Rafe entró en su dormitorio y se encontró a Annie durmiendo plácidamente. La señora Wickenburg le sonrió y se llevó un dedo a los labios.
– Déjela descansar -susurró-. Ha trabajado duro y se lo merece.
Con otra sonrisa, la mujer salió de la habitación.
Rafe se sentó en la silla que había junto a la cama, sosteniendo a la niña entre sus brazos. Se resistía a soltarla. También estaba dormida, como si nacer hubiera sido tan agotador para ella como lo había sido para su madre. Él también se sentía bastante cansado, pero no le apetecía dormir. Su mirada se paseó del rostro de Annie al de su hija, y su corazón se llenó de tanto amor que empujó sus costillas y casi lo dejó sin respiración.

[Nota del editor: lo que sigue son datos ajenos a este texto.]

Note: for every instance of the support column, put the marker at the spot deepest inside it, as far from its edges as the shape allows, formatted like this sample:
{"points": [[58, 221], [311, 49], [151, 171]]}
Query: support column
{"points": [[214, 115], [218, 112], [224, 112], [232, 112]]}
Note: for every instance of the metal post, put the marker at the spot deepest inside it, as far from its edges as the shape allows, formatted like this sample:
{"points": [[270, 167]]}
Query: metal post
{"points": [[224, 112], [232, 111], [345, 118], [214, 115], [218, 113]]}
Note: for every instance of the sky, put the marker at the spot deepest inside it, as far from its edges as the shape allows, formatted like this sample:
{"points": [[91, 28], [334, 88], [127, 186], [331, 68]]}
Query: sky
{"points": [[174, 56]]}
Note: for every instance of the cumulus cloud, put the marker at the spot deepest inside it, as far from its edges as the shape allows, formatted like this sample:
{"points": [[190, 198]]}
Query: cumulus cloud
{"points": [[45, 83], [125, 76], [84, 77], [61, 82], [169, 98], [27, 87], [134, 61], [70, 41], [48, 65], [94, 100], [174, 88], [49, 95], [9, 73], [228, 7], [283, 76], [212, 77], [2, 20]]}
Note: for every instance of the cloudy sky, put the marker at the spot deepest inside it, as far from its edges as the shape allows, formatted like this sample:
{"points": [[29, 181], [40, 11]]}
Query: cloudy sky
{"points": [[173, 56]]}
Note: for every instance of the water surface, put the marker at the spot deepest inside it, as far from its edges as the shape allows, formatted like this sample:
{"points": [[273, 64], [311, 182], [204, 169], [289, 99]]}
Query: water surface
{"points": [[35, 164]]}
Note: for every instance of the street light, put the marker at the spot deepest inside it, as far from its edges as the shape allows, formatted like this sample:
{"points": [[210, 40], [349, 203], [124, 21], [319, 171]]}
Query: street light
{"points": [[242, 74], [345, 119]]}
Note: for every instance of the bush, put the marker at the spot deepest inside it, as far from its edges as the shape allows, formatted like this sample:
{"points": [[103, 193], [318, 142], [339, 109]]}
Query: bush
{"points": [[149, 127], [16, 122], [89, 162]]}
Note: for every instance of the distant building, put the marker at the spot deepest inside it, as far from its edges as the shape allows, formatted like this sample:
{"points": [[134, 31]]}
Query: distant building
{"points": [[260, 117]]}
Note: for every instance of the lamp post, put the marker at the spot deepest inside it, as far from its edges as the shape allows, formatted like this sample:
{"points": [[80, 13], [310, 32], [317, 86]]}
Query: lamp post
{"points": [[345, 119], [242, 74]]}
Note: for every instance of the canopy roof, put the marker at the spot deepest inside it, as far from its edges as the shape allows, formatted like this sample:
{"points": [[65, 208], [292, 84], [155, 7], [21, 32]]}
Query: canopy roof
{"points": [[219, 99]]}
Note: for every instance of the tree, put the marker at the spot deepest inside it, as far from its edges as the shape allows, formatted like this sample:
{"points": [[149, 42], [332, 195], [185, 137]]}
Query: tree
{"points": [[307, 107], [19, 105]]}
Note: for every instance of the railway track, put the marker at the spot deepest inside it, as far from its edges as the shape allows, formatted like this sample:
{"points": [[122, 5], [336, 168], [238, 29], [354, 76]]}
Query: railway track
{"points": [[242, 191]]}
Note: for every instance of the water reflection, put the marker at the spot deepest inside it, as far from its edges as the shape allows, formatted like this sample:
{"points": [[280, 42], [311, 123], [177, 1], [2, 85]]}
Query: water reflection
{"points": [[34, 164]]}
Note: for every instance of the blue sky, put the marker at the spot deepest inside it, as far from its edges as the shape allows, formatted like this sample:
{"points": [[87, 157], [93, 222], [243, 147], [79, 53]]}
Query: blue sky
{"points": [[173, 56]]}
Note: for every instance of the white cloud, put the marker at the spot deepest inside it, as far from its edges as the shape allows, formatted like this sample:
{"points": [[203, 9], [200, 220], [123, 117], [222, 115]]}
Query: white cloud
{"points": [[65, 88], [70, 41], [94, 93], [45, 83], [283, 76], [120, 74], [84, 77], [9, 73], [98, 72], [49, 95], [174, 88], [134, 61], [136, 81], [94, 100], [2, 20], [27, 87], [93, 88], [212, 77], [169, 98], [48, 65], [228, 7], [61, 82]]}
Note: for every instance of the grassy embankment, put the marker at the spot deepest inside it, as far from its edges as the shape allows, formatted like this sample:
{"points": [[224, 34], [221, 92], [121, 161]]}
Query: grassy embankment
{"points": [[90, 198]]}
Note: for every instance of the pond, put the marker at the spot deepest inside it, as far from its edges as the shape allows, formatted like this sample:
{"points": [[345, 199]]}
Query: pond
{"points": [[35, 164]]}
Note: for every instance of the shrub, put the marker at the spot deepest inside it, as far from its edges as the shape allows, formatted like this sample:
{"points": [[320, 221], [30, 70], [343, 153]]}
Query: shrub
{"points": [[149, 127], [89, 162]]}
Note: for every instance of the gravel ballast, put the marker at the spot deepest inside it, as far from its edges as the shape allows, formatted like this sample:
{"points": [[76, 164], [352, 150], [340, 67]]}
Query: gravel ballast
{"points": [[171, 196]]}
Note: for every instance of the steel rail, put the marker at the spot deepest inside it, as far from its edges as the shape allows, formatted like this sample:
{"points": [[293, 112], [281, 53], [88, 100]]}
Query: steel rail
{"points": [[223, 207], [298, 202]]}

Nueve meses antes, él había sujetado a un bebé indio y había ayudado a Annie a salvarle la vida. Ahora, él sostenía a otro bebé, uno al que Annie y él también le habían dado la vida, pero esa vez la vida provenía de sus propios cuerpos. Desde el primer instante en que vio a Annie, ella había dado un vuelco a su vida, le había ofrecido algo por lo que vivir, y aunque los años venideros no le dieran nada más, él estaría satisfecho porque con eso tenía suficiente.